Yaroslav Pavlov | Dreamstime.com
While on vacation, I usually stick to drinking wine, but with the
explosion of the artisan cocktail movement, the rise of the bar chef,
and the sudden ubiquity of the term “mixologist,” I was curious to see
for myself what the fuss is all about.
After Pisco Sours and an “Ernest Hemingway” in Louisville, I made my
way to Chicago. Now everyone knows that Chicago is brimming with
incredible restaurants with ridiculously good food and outstanding
wine. In the past couple of years, this city has also redefined the
cocktail lounge. Certain establishments, such as the Drawing Room
(lepassage.com), have elevated
drinks to art and the cocktail lounge to places of worship.
“The answer to what makes a great cocktail is so very simple but
unfortunately hard to find nowadays: fresh ingredients, quality
spirits, and, most importantly, balance,” explains Cristiana DeLucca, a
bartender at the Drawing Room. “Fresh ingredients and quality spirits
make all the difference in terms of flavor, aroma, and texture in a
cocktail, but if they’re not balanced, it’ll never be a great
cocktail.”
The source of this recent cocktail movement can provoke a
chicken-or-the-egg argument. Some say it was brought about by the
explosion of artisan distillers in all categories of liquor, from gin
to whiskey. Others insist that it’s the other way around. Either way,
with so much at a bartender’s fingertips, it would seem that the
options are endless.
“For spirits, I reach for gin the most often,” DeLucca says. “For
liqueurs, I’ve loved mixing with white vermouth lately, namely, Martini
& Rossi Bianco. It has a fortified white wine base and is sweetened
and infused with botanicals. You’ll pick up notes like honey, vanilla,
and chamomile, but it’s a bit dry as well. It’s quite lovely all on its
own with maybe a few cubes of ice, but I think it adds a really great
aroma and another layer of flavor when mixed into a cocktail. I
describe it to customers as being the halfway point between sweet and
dry vermouths, having qualities from both but also having some unique
flavors of its own.”
It’s an exciting time for those interested in cocktails or in the
cocktail business. Mixologists are experimenting with unheard-of
combinations of spirits, liqueurs, and a bevy of nonalcoholic
ingredients such as jams and house-made tinctures.

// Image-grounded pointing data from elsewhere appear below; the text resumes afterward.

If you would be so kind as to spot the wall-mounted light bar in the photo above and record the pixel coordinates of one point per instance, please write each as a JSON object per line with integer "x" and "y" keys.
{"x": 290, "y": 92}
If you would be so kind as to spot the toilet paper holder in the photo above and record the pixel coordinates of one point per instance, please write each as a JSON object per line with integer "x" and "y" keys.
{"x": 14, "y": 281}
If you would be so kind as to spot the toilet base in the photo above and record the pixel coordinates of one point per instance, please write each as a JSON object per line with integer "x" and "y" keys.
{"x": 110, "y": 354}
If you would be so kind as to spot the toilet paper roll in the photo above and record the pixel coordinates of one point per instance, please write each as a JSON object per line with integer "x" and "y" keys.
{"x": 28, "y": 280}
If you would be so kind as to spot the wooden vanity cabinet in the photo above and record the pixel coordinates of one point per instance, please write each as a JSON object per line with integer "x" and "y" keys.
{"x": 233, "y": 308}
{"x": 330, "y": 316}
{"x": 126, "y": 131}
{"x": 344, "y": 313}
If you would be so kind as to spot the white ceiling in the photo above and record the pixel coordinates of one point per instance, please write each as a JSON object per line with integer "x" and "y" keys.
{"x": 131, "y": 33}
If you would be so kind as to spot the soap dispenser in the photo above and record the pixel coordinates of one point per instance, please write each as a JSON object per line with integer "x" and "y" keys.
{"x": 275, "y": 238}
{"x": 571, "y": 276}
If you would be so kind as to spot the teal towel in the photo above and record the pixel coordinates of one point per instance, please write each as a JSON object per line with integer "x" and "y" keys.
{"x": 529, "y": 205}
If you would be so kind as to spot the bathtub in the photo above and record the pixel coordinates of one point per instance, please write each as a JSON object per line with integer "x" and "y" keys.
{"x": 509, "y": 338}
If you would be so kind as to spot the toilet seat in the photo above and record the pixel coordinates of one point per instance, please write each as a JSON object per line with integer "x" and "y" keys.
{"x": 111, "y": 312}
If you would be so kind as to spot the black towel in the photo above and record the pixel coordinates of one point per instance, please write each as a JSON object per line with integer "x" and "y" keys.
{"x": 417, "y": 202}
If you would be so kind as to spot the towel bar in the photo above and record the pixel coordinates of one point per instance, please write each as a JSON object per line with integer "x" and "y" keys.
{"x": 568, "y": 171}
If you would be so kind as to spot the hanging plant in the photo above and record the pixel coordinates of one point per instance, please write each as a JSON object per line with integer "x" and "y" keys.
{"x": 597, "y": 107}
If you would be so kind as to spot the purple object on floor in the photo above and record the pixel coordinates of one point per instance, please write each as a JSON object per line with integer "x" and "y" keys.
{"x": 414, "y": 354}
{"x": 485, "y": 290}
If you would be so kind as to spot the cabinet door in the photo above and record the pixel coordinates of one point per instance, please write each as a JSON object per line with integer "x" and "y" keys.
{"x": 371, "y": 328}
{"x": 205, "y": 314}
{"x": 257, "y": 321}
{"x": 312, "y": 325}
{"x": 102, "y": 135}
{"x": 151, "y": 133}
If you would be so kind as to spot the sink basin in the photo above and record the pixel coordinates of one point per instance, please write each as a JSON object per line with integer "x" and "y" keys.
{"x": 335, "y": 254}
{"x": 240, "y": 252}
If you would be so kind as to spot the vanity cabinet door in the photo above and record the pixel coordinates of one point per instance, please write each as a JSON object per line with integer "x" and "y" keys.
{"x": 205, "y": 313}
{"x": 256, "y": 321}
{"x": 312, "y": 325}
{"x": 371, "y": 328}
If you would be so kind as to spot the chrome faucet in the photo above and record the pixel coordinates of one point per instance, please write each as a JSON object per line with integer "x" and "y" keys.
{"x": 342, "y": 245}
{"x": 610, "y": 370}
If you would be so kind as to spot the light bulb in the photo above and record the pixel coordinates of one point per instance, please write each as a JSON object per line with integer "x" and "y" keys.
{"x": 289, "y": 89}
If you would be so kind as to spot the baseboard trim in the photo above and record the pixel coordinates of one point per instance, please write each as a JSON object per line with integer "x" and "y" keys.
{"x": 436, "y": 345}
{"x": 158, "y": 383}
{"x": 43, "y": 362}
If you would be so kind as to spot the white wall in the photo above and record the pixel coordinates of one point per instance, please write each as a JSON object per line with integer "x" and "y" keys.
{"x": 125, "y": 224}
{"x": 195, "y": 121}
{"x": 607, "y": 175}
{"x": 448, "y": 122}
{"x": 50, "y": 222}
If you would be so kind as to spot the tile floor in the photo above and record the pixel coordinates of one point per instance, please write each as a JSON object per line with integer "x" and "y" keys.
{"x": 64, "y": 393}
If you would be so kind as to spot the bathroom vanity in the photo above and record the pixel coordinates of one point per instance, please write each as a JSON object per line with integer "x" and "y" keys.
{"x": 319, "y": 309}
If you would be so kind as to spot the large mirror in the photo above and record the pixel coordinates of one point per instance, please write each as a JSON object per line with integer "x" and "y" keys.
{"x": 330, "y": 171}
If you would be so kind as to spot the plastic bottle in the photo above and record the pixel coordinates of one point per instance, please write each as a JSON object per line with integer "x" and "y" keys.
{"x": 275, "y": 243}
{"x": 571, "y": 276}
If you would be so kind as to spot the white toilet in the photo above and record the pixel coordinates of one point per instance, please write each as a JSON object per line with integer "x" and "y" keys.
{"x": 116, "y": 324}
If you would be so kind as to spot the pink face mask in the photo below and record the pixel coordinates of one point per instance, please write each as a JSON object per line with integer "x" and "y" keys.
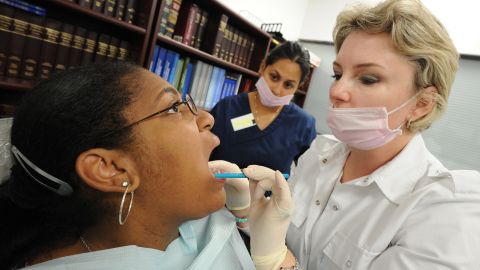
{"x": 268, "y": 98}
{"x": 363, "y": 128}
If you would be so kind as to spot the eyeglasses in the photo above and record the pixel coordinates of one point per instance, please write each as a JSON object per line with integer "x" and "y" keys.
{"x": 188, "y": 101}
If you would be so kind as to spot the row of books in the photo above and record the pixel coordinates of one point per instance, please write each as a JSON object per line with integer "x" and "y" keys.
{"x": 121, "y": 9}
{"x": 25, "y": 6}
{"x": 187, "y": 23}
{"x": 32, "y": 47}
{"x": 206, "y": 84}
{"x": 124, "y": 10}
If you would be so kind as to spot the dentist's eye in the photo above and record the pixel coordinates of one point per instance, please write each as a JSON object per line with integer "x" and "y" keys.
{"x": 336, "y": 77}
{"x": 174, "y": 108}
{"x": 368, "y": 80}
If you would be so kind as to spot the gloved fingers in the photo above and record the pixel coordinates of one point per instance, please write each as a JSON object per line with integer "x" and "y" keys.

“My favorite drink is definitely the drink I created for the
competition/final for a class I took called ‘The Academy of Spirits and
Fine Service,'” DeLucca says. “I worked really, really hard on it, and
it was the first cocktail I created all on my own, so it’s sort of my
baby. It has Pampero Aniversario aged rum, Velvet Falernum, fresh lime
juice, a little Grand Marnier, some orange bitters on top, and a flamed
orange peel. It’s called ‘The Queen’s Ration.'”

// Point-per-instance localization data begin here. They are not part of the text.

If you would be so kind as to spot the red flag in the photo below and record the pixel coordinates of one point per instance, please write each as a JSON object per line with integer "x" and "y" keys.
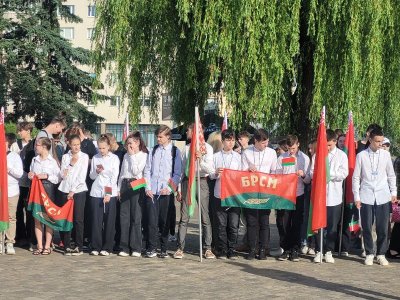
{"x": 225, "y": 122}
{"x": 126, "y": 128}
{"x": 317, "y": 218}
{"x": 3, "y": 176}
{"x": 350, "y": 149}
{"x": 197, "y": 144}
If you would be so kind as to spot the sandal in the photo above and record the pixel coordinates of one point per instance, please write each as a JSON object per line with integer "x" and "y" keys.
{"x": 37, "y": 251}
{"x": 46, "y": 251}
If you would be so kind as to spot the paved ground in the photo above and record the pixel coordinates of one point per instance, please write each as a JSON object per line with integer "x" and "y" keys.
{"x": 25, "y": 276}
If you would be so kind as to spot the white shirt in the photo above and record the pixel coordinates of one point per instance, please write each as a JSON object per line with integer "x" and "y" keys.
{"x": 338, "y": 171}
{"x": 265, "y": 161}
{"x": 15, "y": 171}
{"x": 107, "y": 178}
{"x": 75, "y": 181}
{"x": 47, "y": 166}
{"x": 206, "y": 161}
{"x": 227, "y": 160}
{"x": 374, "y": 179}
{"x": 302, "y": 163}
{"x": 132, "y": 166}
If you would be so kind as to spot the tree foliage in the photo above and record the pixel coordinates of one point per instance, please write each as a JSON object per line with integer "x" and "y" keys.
{"x": 39, "y": 71}
{"x": 343, "y": 54}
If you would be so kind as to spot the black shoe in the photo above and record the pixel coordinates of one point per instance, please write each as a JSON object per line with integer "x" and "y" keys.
{"x": 231, "y": 255}
{"x": 284, "y": 256}
{"x": 262, "y": 255}
{"x": 251, "y": 255}
{"x": 294, "y": 256}
{"x": 163, "y": 254}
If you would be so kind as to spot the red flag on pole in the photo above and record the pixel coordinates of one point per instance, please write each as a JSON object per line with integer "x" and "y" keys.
{"x": 350, "y": 149}
{"x": 3, "y": 176}
{"x": 317, "y": 219}
{"x": 225, "y": 122}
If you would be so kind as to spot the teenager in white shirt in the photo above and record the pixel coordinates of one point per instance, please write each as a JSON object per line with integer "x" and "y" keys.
{"x": 259, "y": 158}
{"x": 14, "y": 172}
{"x": 131, "y": 206}
{"x": 73, "y": 187}
{"x": 296, "y": 162}
{"x": 104, "y": 171}
{"x": 374, "y": 188}
{"x": 227, "y": 217}
{"x": 45, "y": 167}
{"x": 338, "y": 171}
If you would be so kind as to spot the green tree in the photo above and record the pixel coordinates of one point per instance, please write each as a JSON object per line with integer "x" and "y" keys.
{"x": 342, "y": 54}
{"x": 39, "y": 71}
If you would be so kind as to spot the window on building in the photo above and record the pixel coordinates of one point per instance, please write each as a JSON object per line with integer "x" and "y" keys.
{"x": 90, "y": 32}
{"x": 91, "y": 10}
{"x": 117, "y": 130}
{"x": 115, "y": 101}
{"x": 67, "y": 33}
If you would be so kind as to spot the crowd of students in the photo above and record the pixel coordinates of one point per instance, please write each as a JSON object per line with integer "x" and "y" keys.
{"x": 110, "y": 216}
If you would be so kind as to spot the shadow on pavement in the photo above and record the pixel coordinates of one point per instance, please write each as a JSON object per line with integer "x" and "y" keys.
{"x": 312, "y": 282}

Why this intense focus on cocktails? Look at society’s renewed focus
on what we eat for a clue.
“I think that with people paying attention to what they’re putting
in their bodies, now more than ever, it was only a matter of time
before cocktails caught up with food,” DeLucca suggests. “It wouldn’t
make sense to walk into a restaurant, enjoy a fabulous organic, locally
sourced meal, and then chase it down with a vodka and energy drink. We,
as bartenders, now have the opportunity to utilize the kitchens,
pantries, and walk-in coolers to make amazing products from scratch,
and we’re doing it. [Plus], quite frankly, I think we all just got sick
of drinking crappy cocktails. I know I certainly did.”